I have spent the past year plus in and out of hospitals, clinics, doctor’s offices, blood labs, infusion centers, had MRIs, CT scans, x-rays, testing for breathing, allergies, vestibular dysfunction, and immunology deficiency. I have tried different biologics, had adverse reactions to other medications, am currently on monthly infusions, plus a full Vera Bradley bag full of other medications. I should have stock in CVS, my favorite store these daysJ Y’all know what I mean, right?! When you feel like crap, so when you pick up your medication, you shop for a few key items, dinner and breakfast and maybe a few drinks, but they have to be gluten and lactose free, so it can be a challenge. I used to just be another customer, but now I am the one who gets a zillion prescriptions and also buys stuff with it AND uses coupons. I’ve become one of those people, all because I have Back2BackARTHRITIS.


It’s taken me almost a year to get back to writing this Blog. I have not felt well. There has also been the question of exactly what was going on with me. I did not want to write as an imposter. However, we are all diagnoses in process. Things are changing continuously. I have Sjogren’s Syndrome. I am being treated for Rheumatoid Arthritis and have all the signs and symptoms. When I was in school with the medical students we were taught, if it walks like a duck and looks like a duck, then it is likely a duck. I have other symptoms and may have other things going on as well, but for simplicity’s sake for now, we’ll call it OA, RA, Sjogren’s – the top 3.
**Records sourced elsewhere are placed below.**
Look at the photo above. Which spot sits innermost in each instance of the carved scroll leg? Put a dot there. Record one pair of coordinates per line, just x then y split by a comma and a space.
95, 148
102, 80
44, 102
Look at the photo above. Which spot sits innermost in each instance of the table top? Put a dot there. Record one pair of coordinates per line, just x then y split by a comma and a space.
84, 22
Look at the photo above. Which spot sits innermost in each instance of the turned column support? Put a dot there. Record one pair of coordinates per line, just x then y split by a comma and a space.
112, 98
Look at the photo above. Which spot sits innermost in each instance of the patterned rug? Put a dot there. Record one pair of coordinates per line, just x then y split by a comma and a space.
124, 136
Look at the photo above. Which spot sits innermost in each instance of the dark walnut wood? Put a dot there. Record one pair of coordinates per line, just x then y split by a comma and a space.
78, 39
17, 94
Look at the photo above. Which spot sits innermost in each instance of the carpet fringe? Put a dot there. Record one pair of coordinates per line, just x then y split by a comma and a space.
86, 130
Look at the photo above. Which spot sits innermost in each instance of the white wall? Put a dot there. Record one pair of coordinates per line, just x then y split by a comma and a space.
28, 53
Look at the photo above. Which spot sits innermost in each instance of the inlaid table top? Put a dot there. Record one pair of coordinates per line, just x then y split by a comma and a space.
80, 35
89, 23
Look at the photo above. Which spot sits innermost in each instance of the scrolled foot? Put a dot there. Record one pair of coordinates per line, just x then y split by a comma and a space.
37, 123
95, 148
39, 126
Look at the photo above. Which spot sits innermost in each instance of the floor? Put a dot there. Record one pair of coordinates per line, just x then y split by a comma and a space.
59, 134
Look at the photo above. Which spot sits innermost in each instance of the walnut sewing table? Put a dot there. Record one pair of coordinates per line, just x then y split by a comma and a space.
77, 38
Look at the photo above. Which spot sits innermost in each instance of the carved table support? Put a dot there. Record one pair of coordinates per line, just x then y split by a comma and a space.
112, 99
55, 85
Yes, my life has changed significantly. And yes, there has been a lot of pain even as I type these words now. I have never ever thought of quitting. I have thought, “ How the heck am I going to make this work?” on several occasions. However, I continue to get up every day and do the best that I can on that day, even if my best is not very much as it was today. Today was not a good pain day, it was a high fatigue day, but I made it through, and hopefully tomorrow will be better. All that I can do is my best on every single day!
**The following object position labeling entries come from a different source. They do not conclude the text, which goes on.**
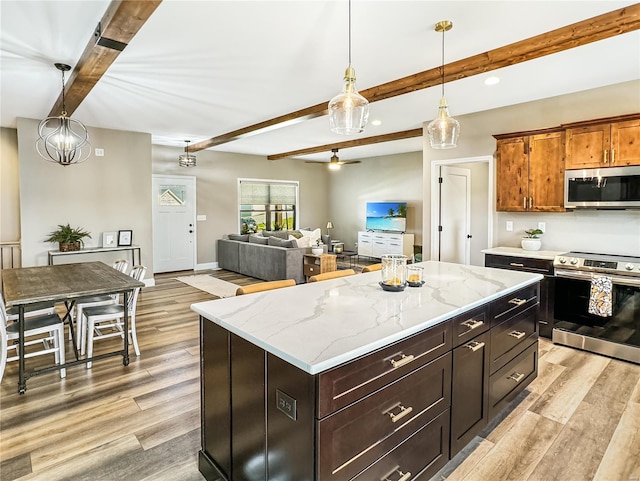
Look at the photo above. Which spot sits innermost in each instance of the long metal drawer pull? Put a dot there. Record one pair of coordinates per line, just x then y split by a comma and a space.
517, 302
403, 476
403, 412
402, 361
472, 324
474, 345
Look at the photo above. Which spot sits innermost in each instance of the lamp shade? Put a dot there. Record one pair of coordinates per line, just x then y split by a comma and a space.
444, 129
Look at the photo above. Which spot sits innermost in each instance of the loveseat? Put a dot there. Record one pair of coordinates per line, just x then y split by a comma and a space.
267, 260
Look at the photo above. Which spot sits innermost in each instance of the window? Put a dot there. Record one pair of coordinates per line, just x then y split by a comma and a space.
267, 205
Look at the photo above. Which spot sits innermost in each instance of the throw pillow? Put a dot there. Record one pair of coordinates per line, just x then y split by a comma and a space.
240, 237
277, 242
258, 239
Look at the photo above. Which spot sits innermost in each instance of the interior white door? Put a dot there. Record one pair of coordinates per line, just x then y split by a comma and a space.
174, 213
455, 219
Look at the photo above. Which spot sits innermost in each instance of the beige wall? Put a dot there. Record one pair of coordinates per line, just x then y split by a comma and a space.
102, 194
387, 178
217, 175
9, 188
597, 231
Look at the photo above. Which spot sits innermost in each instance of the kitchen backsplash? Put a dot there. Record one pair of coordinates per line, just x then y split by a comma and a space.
606, 232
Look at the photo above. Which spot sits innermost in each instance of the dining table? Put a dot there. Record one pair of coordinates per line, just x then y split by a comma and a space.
64, 283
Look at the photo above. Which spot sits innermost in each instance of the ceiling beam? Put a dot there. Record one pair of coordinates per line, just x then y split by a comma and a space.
119, 24
405, 134
587, 31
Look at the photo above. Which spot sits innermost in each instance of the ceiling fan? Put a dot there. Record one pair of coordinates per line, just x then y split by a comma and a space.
334, 163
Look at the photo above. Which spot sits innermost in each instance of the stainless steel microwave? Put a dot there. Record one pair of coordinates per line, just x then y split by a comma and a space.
606, 188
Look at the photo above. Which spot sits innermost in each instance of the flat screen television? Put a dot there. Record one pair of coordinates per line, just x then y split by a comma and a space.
387, 216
Pain is nothing compared to what it feels like to quit. Author Unknown


My plan and goal with this Back2BackARTHRITIS Blog is to talk about various aspects related to arthritis and life with arthritis coming from the perspective of a Doctor of Physical Therapy who has practiced for over 30 years. In addition, my 2nd arthritis arrived just about when I was planning my long awaited empty-nest after raising 3 great children. I will also be chatting about what it’s like to reinvent yourself when –

Life is what happens to us while we are making other plans.
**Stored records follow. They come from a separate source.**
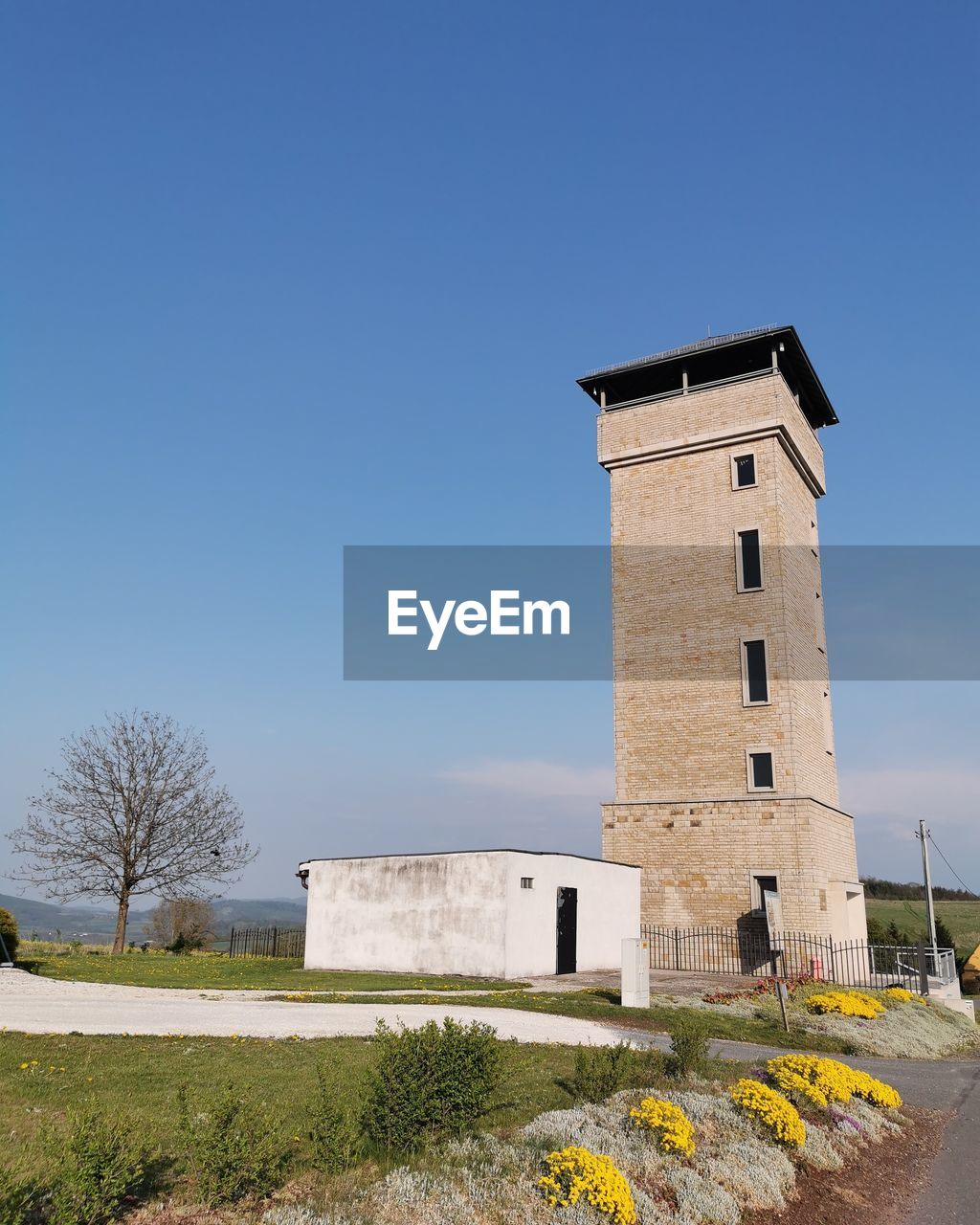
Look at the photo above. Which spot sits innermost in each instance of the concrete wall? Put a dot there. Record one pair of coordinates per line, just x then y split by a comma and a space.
608, 911
464, 913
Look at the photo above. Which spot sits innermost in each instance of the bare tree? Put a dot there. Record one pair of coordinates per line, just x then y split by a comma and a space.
134, 810
190, 918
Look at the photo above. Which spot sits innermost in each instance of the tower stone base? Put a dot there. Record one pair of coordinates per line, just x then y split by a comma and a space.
704, 861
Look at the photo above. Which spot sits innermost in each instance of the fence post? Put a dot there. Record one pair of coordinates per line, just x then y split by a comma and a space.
923, 968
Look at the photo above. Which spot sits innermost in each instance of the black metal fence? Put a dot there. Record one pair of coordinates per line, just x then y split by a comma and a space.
267, 942
753, 952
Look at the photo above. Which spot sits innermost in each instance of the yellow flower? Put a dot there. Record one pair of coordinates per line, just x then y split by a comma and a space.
779, 1115
817, 1080
848, 1003
574, 1173
675, 1132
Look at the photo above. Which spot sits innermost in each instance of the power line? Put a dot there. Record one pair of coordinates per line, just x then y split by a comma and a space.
950, 867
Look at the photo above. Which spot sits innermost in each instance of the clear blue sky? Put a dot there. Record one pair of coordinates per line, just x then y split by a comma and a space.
280, 278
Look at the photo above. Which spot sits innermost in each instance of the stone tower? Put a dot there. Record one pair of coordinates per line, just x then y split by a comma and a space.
725, 769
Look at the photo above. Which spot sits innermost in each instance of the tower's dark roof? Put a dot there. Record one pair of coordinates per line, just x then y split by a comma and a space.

We need to keep the good, but always be moving forwards with our lives.


Life is a balance of hanging on and letting go.


So, let’s have some fun, share some stories, maybe answer some questions, definitely create more questions, and go through this thing called life together. We all have an invisible disease of some type, an autoimmune disease, maybe arthritis, maybe something else. Or possibly you are caring for someone or living with someone with such a disease. It’s a marathon and we are all in it for the long haul, so let’s make the most of it!



DocMAW_Co @Instagram

DrMaryAnnWilmarth@Back2BackPT @Twitter




What is your happy place?

Then? And now?

Pre- & Post-ChronicLife?

Are they the same?

Does it matter?

Can it be the same, yet you do different things?

At your Happy Place 🙂


Post Your answers to any of the above-mentioned

Regarding your HAPPY PLACE

On any or ALL of the following:


DocMAW_Co @Instagram

DrMaryAnnWilmarth@Back2BackPT @Twitter

My 1-minute This is Me Speech 

My invisible illness is Back2BackArthritis – OA/RA, Sjogren’s Syndrome & additional autoimmune diseases. My story is that I’m a Doctor of Physical Therapy, former athlete, empty nester of 3 awesome young adults (yes I’m biased!), and I seriously want to get a mini-house & take a gap-year of sorts! My happy place is the beach!…by the ocean with my feet in the sand and the wind in my hair or me entirely in the water… It used to be skiing in the winter when I was younger and without knee issues & OA, & sailing in the summer, until I discovered windsurfing. And I always try to ‘keep calm & look on the bright side of life’ because…it sure beats the alternative and if it worked for Monty Python, then by George, it must be good, right?!